On the Vulnerability of Backdoor Defenses for Federated Learning

Authors: Pei Fang, Jinghui Chen

AAAI 2023 | Conference PDF | Archive PDF | Plain Text | LLM Run Details

Reproducibility Variable Result LLM Response
Research Type Experimental Through comprehensive experiments and in-depth case study on several state-of-the-art federated backdoor defenses, we summarize our main contributions and findings as follows: We propose a persistent and stealthy backdoor attack for federated learning... In a case study, we examine the effectiveness of several recent federated backdoor defenses from three major categories and give practical guidelines for the choice of the backdoor defenses for different settings.
Researcher Affiliation Academia Pei Fang1, Jinghui Chen2 1Tongji University 2Pennsylvania State University greilfang@gmail.com, jzc5917@psu.edu
Pseudocode Yes The complete algorithm with the detail of trigger optimization is in the Appendix.

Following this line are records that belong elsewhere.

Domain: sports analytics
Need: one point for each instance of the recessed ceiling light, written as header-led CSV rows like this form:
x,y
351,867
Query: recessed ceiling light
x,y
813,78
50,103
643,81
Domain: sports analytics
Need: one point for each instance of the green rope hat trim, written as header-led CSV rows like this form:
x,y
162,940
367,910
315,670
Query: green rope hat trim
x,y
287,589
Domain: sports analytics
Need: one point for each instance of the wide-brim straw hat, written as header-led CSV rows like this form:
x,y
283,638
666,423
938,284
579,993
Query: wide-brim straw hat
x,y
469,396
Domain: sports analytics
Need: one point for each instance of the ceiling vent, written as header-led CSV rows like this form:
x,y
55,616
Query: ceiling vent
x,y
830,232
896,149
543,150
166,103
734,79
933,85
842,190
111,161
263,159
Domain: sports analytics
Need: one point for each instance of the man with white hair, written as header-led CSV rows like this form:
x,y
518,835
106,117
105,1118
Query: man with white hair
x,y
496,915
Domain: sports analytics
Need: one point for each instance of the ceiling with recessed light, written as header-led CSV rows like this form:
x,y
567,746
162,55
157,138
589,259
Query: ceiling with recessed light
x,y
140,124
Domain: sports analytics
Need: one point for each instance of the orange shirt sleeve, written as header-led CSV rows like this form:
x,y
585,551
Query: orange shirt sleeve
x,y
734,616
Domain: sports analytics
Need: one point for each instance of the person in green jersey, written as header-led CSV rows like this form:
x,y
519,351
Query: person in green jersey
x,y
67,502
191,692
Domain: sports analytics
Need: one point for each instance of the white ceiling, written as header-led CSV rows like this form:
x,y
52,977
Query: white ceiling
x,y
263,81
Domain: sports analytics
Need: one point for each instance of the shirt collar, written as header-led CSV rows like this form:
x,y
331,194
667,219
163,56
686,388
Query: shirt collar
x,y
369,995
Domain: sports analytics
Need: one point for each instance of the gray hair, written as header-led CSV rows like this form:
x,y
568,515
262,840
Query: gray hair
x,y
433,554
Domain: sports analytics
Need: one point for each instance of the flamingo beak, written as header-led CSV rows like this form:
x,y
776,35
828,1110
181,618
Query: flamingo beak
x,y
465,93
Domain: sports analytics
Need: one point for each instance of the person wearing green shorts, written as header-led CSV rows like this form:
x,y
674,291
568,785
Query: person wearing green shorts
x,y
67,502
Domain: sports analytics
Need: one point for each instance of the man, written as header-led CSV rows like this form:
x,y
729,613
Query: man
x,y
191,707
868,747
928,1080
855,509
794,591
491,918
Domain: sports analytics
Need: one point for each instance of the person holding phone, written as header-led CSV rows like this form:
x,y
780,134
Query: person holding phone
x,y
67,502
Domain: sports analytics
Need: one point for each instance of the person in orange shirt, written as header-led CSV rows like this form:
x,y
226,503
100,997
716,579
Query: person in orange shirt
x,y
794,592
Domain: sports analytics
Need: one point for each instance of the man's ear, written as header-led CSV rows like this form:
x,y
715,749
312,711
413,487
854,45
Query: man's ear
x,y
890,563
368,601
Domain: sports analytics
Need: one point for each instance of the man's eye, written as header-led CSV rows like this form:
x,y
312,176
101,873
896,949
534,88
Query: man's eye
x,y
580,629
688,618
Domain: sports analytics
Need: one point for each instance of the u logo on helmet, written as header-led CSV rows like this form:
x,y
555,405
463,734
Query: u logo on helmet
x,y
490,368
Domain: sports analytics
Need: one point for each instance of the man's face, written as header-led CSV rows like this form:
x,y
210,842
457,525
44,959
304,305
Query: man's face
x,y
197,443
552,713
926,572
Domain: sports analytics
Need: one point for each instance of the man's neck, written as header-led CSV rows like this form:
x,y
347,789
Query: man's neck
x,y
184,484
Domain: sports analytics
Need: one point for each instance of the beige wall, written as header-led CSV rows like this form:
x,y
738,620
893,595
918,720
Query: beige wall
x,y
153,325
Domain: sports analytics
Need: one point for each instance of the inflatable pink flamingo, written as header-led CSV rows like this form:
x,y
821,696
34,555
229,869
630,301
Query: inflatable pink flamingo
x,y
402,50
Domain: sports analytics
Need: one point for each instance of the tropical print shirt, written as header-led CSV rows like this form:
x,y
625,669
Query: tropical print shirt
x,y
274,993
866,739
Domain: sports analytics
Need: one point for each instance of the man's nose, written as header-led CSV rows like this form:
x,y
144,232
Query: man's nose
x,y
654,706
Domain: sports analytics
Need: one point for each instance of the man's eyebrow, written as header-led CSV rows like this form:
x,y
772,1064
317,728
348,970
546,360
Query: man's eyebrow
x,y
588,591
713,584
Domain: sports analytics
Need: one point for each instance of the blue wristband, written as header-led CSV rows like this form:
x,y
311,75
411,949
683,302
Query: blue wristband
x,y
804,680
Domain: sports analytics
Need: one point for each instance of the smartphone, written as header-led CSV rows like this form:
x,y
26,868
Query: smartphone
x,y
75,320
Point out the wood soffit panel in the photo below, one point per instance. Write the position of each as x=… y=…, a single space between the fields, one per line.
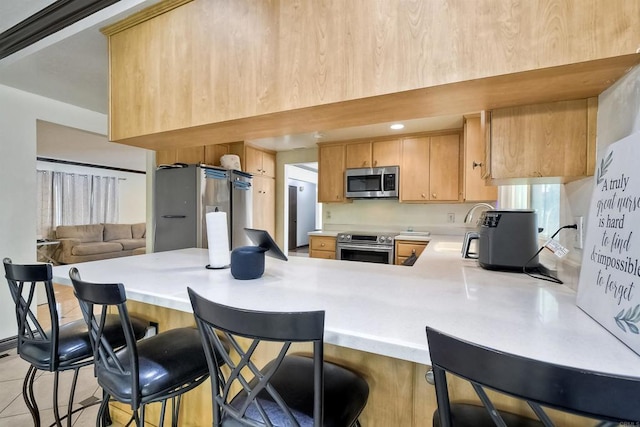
x=567 y=82
x=144 y=15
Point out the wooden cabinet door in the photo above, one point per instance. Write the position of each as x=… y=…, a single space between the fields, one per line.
x=386 y=153
x=331 y=164
x=414 y=170
x=212 y=153
x=358 y=155
x=544 y=140
x=259 y=162
x=165 y=157
x=269 y=164
x=253 y=160
x=474 y=164
x=189 y=155
x=444 y=168
x=264 y=204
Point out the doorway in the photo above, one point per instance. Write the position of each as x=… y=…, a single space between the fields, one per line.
x=301 y=209
x=293 y=217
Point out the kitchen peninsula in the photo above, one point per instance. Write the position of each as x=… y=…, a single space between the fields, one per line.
x=376 y=315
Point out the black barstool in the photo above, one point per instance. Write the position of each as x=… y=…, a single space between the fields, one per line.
x=577 y=391
x=291 y=389
x=155 y=369
x=60 y=348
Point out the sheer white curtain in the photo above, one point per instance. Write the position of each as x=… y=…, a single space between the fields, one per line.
x=104 y=199
x=75 y=199
x=71 y=199
x=44 y=181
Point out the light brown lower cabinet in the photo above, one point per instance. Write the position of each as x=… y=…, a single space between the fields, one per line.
x=404 y=249
x=322 y=247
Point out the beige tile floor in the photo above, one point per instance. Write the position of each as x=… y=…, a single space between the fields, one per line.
x=13 y=410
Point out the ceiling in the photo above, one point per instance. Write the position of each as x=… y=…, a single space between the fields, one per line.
x=71 y=66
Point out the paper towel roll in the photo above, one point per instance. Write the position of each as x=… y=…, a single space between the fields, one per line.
x=218 y=237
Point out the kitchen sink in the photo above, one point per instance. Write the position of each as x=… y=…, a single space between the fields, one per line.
x=447 y=247
x=415 y=233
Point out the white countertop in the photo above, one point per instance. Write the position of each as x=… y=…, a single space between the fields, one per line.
x=383 y=308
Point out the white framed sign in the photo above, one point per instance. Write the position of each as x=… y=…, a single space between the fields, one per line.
x=609 y=285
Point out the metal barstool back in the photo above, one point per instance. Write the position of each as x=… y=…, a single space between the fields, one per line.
x=58 y=347
x=290 y=390
x=586 y=393
x=155 y=369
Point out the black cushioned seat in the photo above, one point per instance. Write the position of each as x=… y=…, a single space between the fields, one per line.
x=577 y=391
x=288 y=390
x=60 y=347
x=155 y=369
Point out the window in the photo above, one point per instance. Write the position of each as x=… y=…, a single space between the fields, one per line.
x=543 y=198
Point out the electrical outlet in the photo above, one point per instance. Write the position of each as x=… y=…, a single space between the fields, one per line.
x=578 y=241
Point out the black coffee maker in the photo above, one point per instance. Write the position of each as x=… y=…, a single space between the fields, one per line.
x=507 y=240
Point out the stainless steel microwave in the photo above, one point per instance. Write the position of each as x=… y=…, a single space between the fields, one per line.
x=372 y=183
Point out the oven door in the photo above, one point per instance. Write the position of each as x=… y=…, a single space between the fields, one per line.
x=365 y=253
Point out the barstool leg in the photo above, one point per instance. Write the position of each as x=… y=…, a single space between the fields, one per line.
x=56 y=411
x=175 y=409
x=102 y=420
x=29 y=397
x=71 y=395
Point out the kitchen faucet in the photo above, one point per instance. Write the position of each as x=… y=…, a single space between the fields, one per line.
x=469 y=214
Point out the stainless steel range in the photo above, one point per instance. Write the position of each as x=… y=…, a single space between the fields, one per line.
x=366 y=247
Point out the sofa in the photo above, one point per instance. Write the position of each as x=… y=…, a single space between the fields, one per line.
x=91 y=242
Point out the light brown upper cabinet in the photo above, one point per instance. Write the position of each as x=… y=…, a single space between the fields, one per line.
x=213 y=153
x=373 y=154
x=475 y=161
x=552 y=140
x=189 y=155
x=338 y=64
x=331 y=165
x=259 y=162
x=430 y=169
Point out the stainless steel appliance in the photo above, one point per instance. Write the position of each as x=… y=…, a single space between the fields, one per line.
x=372 y=183
x=185 y=194
x=507 y=240
x=366 y=247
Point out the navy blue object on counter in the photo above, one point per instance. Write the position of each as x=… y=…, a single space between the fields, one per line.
x=247 y=262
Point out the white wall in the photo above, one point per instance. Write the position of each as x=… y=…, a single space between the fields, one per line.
x=390 y=215
x=18 y=114
x=132 y=188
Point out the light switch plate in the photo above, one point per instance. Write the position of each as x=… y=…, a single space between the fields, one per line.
x=578 y=241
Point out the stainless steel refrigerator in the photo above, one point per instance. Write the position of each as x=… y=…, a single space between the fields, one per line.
x=184 y=195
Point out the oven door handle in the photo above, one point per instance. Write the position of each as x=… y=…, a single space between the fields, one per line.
x=366 y=247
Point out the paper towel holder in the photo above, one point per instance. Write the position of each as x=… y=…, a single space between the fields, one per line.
x=208 y=266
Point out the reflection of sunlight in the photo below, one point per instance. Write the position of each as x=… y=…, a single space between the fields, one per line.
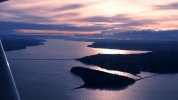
x=113 y=72
x=115 y=51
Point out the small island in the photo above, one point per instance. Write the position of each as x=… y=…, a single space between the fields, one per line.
x=162 y=62
x=94 y=79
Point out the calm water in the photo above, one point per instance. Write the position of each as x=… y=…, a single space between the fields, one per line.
x=52 y=80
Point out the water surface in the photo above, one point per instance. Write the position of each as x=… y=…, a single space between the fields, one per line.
x=52 y=80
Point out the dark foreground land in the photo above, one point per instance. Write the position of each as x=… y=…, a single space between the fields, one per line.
x=156 y=62
x=94 y=79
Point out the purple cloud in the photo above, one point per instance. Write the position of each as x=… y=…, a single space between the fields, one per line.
x=172 y=6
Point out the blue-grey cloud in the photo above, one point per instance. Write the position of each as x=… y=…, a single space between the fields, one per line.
x=123 y=21
x=69 y=7
x=172 y=6
x=117 y=18
x=10 y=27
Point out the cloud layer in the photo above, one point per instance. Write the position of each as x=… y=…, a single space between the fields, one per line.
x=90 y=15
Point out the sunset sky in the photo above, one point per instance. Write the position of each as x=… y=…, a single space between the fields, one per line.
x=89 y=16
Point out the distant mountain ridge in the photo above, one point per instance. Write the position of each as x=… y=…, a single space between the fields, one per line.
x=167 y=35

Open Source Code No The paper does not include any explicit statement about releasing source code or provide a link to a code repository.
Open Datasets Yes We test on CIFAR-10 (Krizhevsky and Hinton 2009) and Tiny-Image Net (Le and Yang 2015)

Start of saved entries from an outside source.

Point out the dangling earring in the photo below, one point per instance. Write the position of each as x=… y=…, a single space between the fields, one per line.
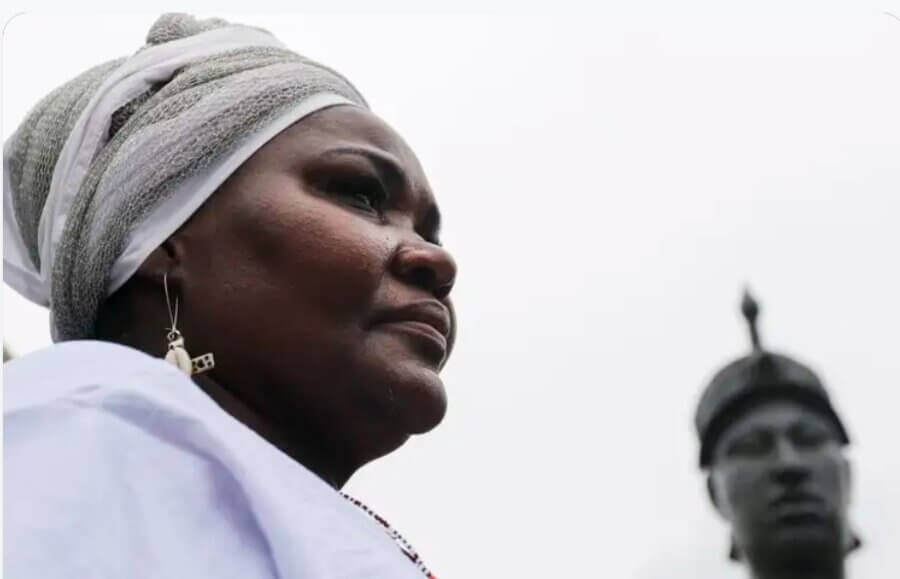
x=176 y=353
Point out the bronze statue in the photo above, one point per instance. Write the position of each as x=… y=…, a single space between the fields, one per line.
x=772 y=446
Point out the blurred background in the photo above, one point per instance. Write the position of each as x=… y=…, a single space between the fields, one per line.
x=609 y=180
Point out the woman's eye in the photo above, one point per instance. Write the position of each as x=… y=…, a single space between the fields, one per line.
x=364 y=193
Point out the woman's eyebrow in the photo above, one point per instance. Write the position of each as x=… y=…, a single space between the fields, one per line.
x=387 y=166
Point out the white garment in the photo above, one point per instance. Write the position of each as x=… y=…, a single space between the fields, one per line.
x=117 y=465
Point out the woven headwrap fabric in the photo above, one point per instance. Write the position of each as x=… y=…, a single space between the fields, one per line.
x=108 y=166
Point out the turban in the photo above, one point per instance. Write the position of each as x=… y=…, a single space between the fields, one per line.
x=108 y=166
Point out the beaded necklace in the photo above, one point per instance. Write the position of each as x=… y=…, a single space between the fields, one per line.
x=405 y=547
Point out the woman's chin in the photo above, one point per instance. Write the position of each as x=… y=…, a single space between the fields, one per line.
x=422 y=403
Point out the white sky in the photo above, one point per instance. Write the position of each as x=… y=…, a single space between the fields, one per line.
x=609 y=180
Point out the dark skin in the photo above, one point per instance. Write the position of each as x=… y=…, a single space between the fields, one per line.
x=781 y=480
x=315 y=276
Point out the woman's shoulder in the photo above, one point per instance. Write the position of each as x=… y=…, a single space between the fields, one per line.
x=112 y=456
x=61 y=369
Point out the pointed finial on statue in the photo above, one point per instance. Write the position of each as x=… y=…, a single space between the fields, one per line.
x=750 y=309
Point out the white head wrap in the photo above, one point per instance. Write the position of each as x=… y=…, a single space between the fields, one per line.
x=112 y=163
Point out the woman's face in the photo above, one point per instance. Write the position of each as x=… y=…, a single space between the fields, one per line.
x=316 y=278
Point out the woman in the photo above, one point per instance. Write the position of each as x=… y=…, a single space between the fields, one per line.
x=223 y=203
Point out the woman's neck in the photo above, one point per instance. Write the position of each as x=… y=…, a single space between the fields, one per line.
x=322 y=464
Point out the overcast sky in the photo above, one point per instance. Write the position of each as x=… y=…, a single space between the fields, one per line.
x=609 y=181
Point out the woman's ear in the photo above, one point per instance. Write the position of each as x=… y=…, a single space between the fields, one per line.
x=160 y=262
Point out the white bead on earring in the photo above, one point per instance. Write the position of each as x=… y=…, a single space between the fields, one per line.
x=176 y=353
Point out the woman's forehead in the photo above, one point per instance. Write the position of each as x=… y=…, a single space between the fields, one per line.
x=339 y=129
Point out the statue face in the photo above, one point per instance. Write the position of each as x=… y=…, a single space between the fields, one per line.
x=779 y=477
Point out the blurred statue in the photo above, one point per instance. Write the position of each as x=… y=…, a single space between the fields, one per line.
x=772 y=445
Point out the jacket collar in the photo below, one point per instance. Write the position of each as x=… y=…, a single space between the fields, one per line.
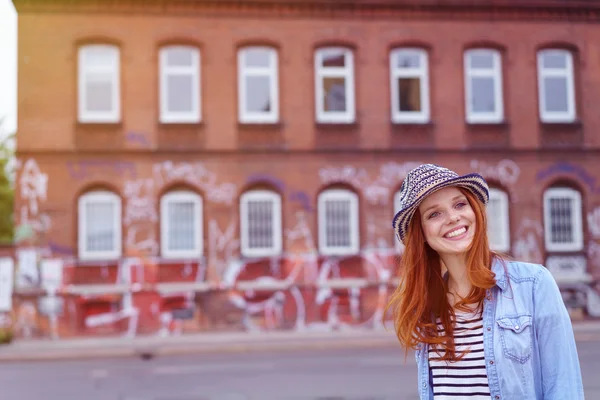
x=499 y=269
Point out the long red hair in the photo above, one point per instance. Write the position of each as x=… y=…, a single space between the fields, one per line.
x=421 y=298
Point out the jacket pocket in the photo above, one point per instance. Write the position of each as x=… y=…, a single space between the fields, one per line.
x=515 y=334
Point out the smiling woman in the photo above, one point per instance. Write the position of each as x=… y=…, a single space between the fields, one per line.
x=485 y=327
x=8 y=68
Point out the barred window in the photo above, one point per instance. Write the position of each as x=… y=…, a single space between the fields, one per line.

Dataset Splits No The paper mentions using CIFAR-10 and Tiny-ImageNet datasets and notes 'non i.i.d. data with the concentration parameter h = 1.0', but it does not specify explicit train/validation/test split percentages, sample counts, or refer to predefined splits to reproduce the exact data partitioning.
Hardware Specification No The paper does not provide any specific details about the hardware used for running the experiments (e.g., specific GPU or CPU models, memory, or cloud instances).
Software Dependencies No The paper does not provide specific version numbers for any software dependencies, libraries, or programming languages used in the experiments.
Experiment Setup Yes For more details, we set the non i.i.d. data with the concentration parameter h = 1.0 and the total number of clients c is 20 with 4 malicious clients. Each selected client in F3BA locally trains two epochs as benign clients before proposing the model to the server.